Sound 80 added to National Register of Historic Places
by Jay Gabler
August 14, 2020
After a years-long effort, the Minneapolis recording studio formerly known as Sound 80 has been listed on the National Register of Historic Places, joining the ranks of New Ulm's Hermann Monument, F. Scott Fitzgerald's row house in St. Paul, and the Aerial Lift Bridge in Duluth.
Located at 2709 E. 25th St., the studio was the site of recordings for Bob Dylan's Blood on the Tracks and "Funkytown" by Lipps, Inc., one of Minnesota's all-time bestselling singles and the first Hot 100 chart-topper to come out of the Gopher State. It's also where, in 1978, the Saint Paul Chamber Orchestra recorded music by composers Aaron Copland and Charles Ives, in what would become the first digital recording of any kind to win a Grammy.
The studio is best known, though, for its association with Prince: he recorded demo tapes for his debut album For You at Sound 80 in 1977. It's one of the many music-related sites documented by Minnesota Department of Transportation (MnDOT) historian Kristen Zschomler in an effort to secure recognition and protection for locations meaningful to Minnesota's musical heritage.
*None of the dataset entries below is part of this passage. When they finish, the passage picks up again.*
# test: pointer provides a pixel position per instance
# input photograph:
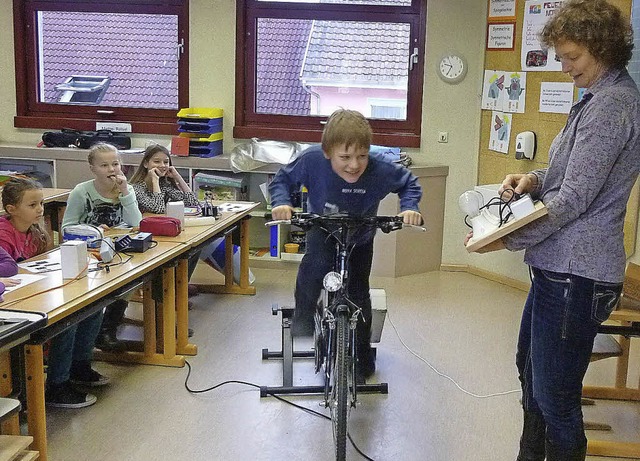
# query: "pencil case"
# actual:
(160, 225)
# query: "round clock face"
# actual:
(452, 68)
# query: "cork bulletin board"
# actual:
(494, 166)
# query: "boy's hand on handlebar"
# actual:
(282, 212)
(412, 217)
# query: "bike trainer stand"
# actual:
(287, 354)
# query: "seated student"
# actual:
(70, 354)
(342, 176)
(8, 268)
(105, 201)
(157, 182)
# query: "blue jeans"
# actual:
(318, 260)
(72, 345)
(559, 325)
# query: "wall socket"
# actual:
(114, 126)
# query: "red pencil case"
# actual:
(161, 225)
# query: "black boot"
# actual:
(532, 441)
(107, 339)
(555, 453)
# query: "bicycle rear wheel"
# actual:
(340, 389)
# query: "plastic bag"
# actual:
(256, 153)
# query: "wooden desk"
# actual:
(198, 236)
(69, 302)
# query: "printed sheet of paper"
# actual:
(25, 279)
(500, 132)
(534, 56)
(556, 97)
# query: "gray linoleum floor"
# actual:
(463, 326)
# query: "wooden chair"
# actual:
(624, 325)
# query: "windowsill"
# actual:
(51, 123)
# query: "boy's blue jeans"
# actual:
(73, 344)
(318, 260)
(559, 325)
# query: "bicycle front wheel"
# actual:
(340, 388)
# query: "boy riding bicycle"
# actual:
(342, 176)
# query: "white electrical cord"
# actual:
(439, 373)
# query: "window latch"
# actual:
(179, 49)
(413, 59)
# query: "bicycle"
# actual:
(335, 320)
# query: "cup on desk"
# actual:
(176, 210)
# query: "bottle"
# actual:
(303, 198)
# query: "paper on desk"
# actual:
(52, 263)
(225, 207)
(25, 279)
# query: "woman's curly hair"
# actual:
(596, 25)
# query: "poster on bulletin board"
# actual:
(502, 10)
(534, 56)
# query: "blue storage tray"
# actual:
(203, 126)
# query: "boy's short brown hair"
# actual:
(348, 127)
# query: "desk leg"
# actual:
(182, 309)
(169, 312)
(36, 416)
(149, 321)
(150, 354)
(229, 287)
(10, 426)
(613, 449)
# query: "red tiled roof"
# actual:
(281, 46)
(366, 54)
(137, 51)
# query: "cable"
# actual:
(277, 397)
(443, 375)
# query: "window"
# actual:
(83, 61)
(298, 61)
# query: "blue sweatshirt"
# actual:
(329, 193)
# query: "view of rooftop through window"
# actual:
(313, 67)
(135, 54)
(349, 2)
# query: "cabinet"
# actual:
(396, 254)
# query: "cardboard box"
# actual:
(378, 312)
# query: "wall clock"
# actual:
(452, 68)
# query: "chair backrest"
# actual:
(631, 287)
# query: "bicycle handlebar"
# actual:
(385, 223)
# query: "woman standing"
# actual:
(576, 253)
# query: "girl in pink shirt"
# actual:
(70, 354)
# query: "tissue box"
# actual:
(73, 258)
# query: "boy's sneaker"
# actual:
(65, 396)
(82, 374)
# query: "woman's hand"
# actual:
(282, 212)
(412, 217)
(518, 183)
(9, 282)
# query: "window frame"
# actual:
(34, 114)
(249, 124)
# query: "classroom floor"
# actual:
(462, 325)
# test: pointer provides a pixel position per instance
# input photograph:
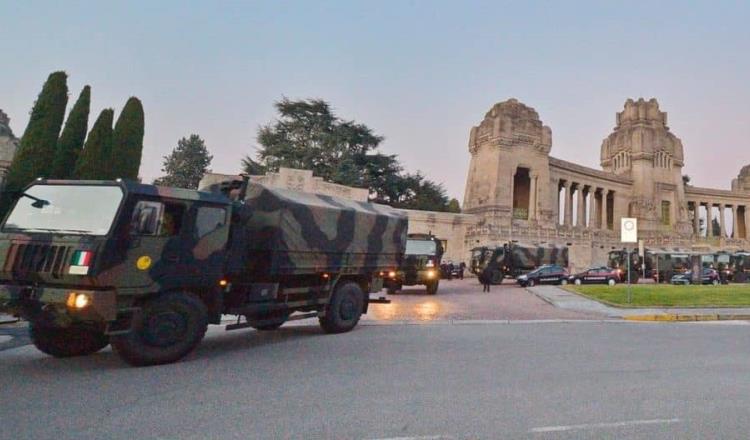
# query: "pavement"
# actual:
(575, 380)
(566, 300)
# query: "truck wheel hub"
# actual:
(164, 329)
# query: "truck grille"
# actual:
(41, 258)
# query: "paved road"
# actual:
(453, 381)
(463, 299)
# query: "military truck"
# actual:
(147, 268)
(421, 264)
(514, 259)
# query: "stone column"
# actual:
(696, 219)
(581, 210)
(532, 196)
(568, 204)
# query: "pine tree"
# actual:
(93, 162)
(39, 141)
(187, 163)
(127, 141)
(71, 140)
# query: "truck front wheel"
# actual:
(75, 340)
(168, 327)
(432, 287)
(344, 310)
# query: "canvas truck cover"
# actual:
(529, 256)
(285, 232)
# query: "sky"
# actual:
(419, 73)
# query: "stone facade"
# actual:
(8, 146)
(517, 191)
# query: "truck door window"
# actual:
(171, 221)
(208, 220)
(145, 220)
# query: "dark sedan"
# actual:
(548, 274)
(708, 276)
(597, 275)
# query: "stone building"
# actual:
(8, 146)
(517, 191)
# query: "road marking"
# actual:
(562, 428)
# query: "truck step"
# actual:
(271, 321)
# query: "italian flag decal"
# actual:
(80, 263)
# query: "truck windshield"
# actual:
(420, 247)
(65, 209)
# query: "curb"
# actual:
(673, 317)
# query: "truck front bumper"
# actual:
(29, 302)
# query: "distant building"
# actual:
(8, 146)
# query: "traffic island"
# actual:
(652, 303)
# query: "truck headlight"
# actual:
(78, 300)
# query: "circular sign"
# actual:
(143, 262)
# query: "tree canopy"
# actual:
(39, 141)
(71, 140)
(308, 135)
(187, 163)
(127, 141)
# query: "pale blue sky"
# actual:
(420, 73)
Of course, some of those locations don't exactly need recognition: First Avenue and Paisley Park are also on Zschomler's list, though Sound 80 was her first nomination to the National Park Service, who maintain the National Register.
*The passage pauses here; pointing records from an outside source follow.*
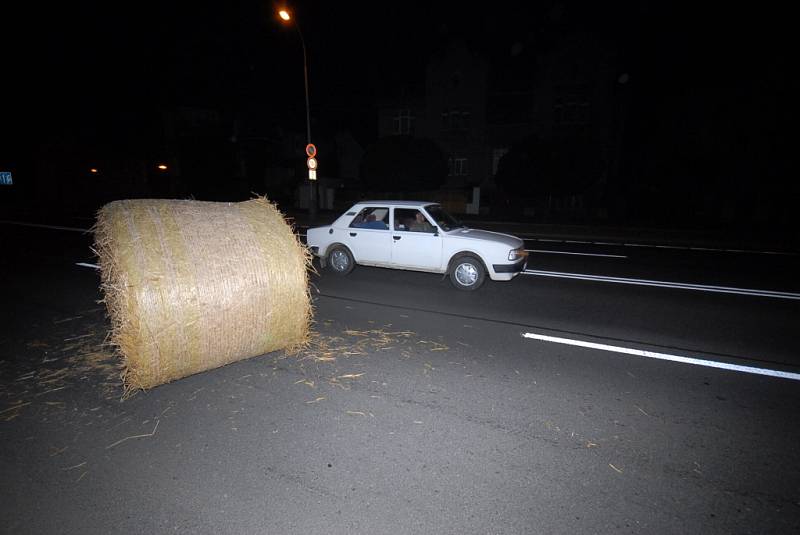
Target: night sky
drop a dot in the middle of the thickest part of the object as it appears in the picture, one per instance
(103, 70)
(90, 59)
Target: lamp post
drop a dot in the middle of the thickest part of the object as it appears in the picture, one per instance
(286, 16)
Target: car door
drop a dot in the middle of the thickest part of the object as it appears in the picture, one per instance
(415, 244)
(369, 237)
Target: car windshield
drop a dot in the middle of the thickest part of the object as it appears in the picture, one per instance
(444, 220)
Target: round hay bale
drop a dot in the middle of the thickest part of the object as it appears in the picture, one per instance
(192, 285)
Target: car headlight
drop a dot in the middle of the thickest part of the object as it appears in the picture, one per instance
(516, 254)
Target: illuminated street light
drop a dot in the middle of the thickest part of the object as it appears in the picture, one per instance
(286, 16)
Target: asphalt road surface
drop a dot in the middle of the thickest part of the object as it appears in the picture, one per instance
(420, 409)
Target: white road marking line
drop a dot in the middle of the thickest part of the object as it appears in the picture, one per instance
(665, 284)
(574, 253)
(666, 356)
(531, 237)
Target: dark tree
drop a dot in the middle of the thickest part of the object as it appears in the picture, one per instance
(536, 167)
(403, 163)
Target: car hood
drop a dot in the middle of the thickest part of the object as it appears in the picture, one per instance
(485, 235)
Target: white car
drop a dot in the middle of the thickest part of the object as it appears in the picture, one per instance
(417, 236)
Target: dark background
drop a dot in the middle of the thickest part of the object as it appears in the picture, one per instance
(709, 109)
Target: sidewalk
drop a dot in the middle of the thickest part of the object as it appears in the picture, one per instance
(617, 235)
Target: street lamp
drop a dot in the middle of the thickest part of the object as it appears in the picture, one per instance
(286, 16)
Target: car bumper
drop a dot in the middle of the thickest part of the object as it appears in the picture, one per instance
(508, 271)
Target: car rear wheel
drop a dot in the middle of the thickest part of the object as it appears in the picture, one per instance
(467, 273)
(340, 260)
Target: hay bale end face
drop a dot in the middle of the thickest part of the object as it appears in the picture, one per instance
(192, 285)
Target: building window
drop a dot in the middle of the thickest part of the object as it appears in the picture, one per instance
(497, 155)
(456, 119)
(403, 122)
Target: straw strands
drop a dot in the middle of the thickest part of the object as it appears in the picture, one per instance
(192, 285)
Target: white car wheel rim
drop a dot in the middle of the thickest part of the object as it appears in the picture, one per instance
(466, 274)
(339, 260)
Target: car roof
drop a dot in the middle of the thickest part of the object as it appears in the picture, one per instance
(396, 203)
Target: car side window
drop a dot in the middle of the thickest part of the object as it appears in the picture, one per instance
(372, 217)
(411, 220)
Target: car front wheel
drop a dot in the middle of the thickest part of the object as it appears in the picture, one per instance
(467, 273)
(340, 260)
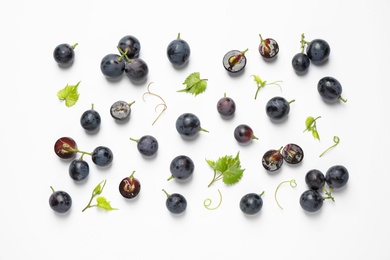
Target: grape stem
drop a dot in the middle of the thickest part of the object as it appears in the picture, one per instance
(207, 202)
(336, 141)
(293, 184)
(164, 104)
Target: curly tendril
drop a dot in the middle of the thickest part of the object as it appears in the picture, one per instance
(293, 184)
(207, 202)
(163, 104)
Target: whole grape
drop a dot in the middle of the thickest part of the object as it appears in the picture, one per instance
(181, 167)
(300, 63)
(188, 124)
(175, 203)
(226, 106)
(130, 45)
(60, 201)
(311, 201)
(315, 179)
(178, 52)
(137, 70)
(78, 170)
(337, 176)
(112, 66)
(90, 120)
(251, 203)
(102, 156)
(64, 54)
(277, 108)
(318, 50)
(330, 89)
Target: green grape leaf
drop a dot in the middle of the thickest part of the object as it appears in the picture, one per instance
(227, 168)
(103, 203)
(70, 94)
(194, 84)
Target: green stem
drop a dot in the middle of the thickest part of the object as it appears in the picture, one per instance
(207, 202)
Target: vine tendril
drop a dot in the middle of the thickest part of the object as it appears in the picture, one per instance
(207, 202)
(293, 184)
(161, 104)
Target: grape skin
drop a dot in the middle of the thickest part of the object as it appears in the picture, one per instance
(251, 203)
(102, 156)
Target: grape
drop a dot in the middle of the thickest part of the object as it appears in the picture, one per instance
(178, 52)
(129, 187)
(60, 201)
(188, 125)
(130, 45)
(234, 61)
(90, 120)
(226, 106)
(337, 176)
(137, 70)
(300, 63)
(112, 66)
(277, 108)
(65, 147)
(102, 156)
(272, 160)
(78, 170)
(318, 50)
(311, 200)
(244, 134)
(147, 145)
(292, 153)
(251, 203)
(315, 179)
(268, 48)
(64, 54)
(330, 89)
(181, 167)
(121, 110)
(175, 203)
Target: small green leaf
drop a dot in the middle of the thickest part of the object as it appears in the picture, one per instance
(103, 203)
(194, 84)
(70, 94)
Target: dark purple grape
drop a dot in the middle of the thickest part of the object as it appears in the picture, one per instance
(78, 169)
(292, 153)
(277, 108)
(178, 52)
(130, 46)
(64, 54)
(226, 106)
(137, 70)
(244, 134)
(330, 89)
(234, 61)
(129, 187)
(112, 66)
(300, 63)
(121, 110)
(102, 156)
(337, 176)
(147, 145)
(181, 167)
(188, 125)
(90, 120)
(251, 203)
(272, 160)
(60, 201)
(318, 50)
(315, 179)
(311, 201)
(175, 203)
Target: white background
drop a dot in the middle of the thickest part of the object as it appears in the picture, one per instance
(356, 226)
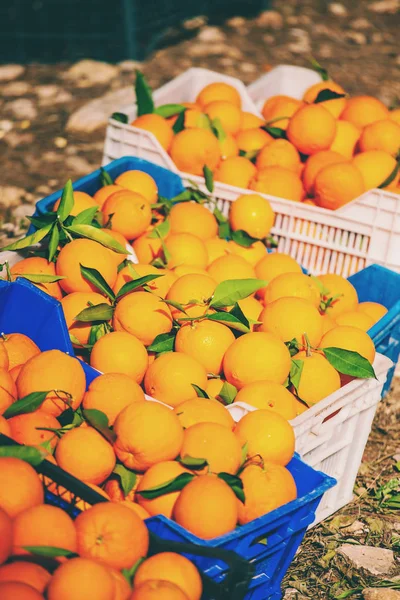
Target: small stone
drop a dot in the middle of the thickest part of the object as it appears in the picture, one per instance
(11, 72)
(270, 19)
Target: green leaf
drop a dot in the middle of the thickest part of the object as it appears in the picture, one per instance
(97, 235)
(126, 477)
(144, 96)
(209, 178)
(99, 420)
(199, 391)
(29, 454)
(97, 279)
(121, 118)
(174, 485)
(231, 291)
(169, 110)
(66, 202)
(349, 363)
(30, 240)
(27, 404)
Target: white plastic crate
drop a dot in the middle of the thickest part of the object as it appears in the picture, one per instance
(332, 435)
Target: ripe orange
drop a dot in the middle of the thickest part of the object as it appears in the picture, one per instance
(318, 378)
(43, 525)
(35, 265)
(191, 217)
(156, 125)
(139, 182)
(206, 342)
(194, 148)
(147, 433)
(265, 488)
(268, 435)
(207, 507)
(89, 254)
(53, 370)
(111, 393)
(120, 352)
(256, 356)
(219, 91)
(105, 533)
(170, 378)
(73, 304)
(363, 110)
(92, 466)
(172, 567)
(130, 213)
(143, 315)
(159, 474)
Other locations on her wish list include the childhood home where Prince first devoted serious attention to music, and the former Kay Bank studio on Nicollet Avenue - the studio where classics like Bobby Vee's "Suzie Baby," the Trashmen's "Surfin' Bird," the Castaways' "Liar Liar," and the Jets' "Crush On You" were recorded.
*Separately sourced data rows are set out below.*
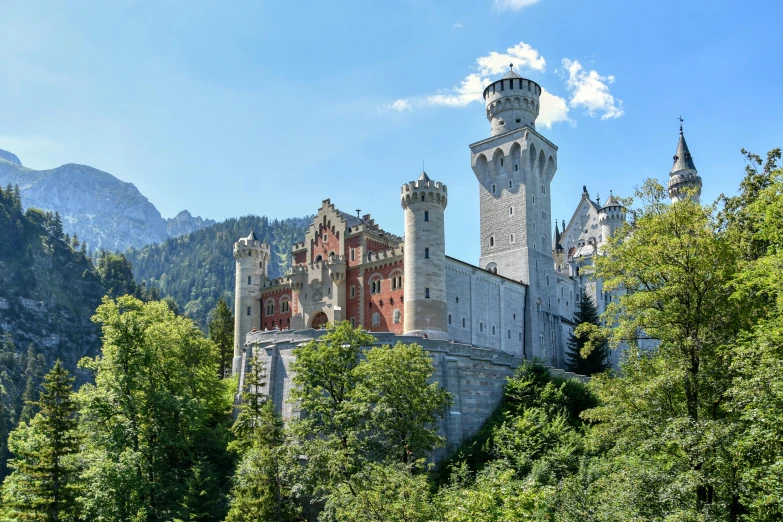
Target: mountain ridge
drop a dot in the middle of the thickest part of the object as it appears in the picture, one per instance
(104, 211)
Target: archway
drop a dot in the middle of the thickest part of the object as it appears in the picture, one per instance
(319, 320)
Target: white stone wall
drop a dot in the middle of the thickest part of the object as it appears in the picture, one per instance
(252, 259)
(425, 276)
(492, 307)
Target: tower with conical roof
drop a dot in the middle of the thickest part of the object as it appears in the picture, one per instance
(611, 216)
(252, 265)
(514, 168)
(684, 174)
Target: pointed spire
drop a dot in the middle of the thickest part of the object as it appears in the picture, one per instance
(682, 158)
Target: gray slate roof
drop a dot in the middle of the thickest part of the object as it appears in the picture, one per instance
(682, 159)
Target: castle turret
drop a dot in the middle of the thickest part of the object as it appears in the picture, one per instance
(252, 260)
(512, 102)
(684, 174)
(424, 202)
(611, 216)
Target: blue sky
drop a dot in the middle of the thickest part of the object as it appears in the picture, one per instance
(232, 108)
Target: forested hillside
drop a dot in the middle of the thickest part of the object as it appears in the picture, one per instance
(198, 268)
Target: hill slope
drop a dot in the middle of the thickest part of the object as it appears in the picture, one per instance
(197, 269)
(48, 292)
(102, 210)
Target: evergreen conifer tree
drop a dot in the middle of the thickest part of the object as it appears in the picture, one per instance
(221, 332)
(598, 359)
(43, 484)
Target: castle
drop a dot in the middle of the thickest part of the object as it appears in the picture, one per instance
(477, 321)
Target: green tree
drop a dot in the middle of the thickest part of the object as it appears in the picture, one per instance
(262, 484)
(221, 332)
(597, 360)
(156, 409)
(45, 480)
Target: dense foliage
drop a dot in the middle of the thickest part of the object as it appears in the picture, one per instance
(689, 429)
(198, 269)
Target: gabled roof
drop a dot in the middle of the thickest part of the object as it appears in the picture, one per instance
(682, 159)
(611, 201)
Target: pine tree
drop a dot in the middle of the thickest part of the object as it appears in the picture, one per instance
(221, 332)
(44, 483)
(598, 359)
(33, 375)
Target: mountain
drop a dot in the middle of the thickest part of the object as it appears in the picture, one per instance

(Although none of Prince's several childhood homes are listed on the National Register, the most significant of those homes, at 2620 8th Ave. N., has been deemed eligible for the National Register by MnDOT and the State Historic Preservation Office. The significance of that designation is that the structure is "afforded the same level of protection as those listed," Zschomler explained in an e-mail.)
While Sound 80 veteran Jan Erickson currently operates a studio by that name out of the Campbell Mithun Tower in downtown Minneapolis, the former Sound 80 is now home to Orfield Labs and contains an anechoic chamber that was, for a time, recognized by Guinness as the quietest place in the world (a distinction that now belongs to a chamber at Microsoft headquarters in Redmond, Washington).
Thickly covered in ivy, the former Sound 80 sits unassumingly on a corner in the Seward neighborhood, just a block away from the burned-out Hexagon Bar and across the street from an encampment of displaced persons in Matthews Park. In the neighborhood where Dylan sang "Tangled Up in Blue," history plays on.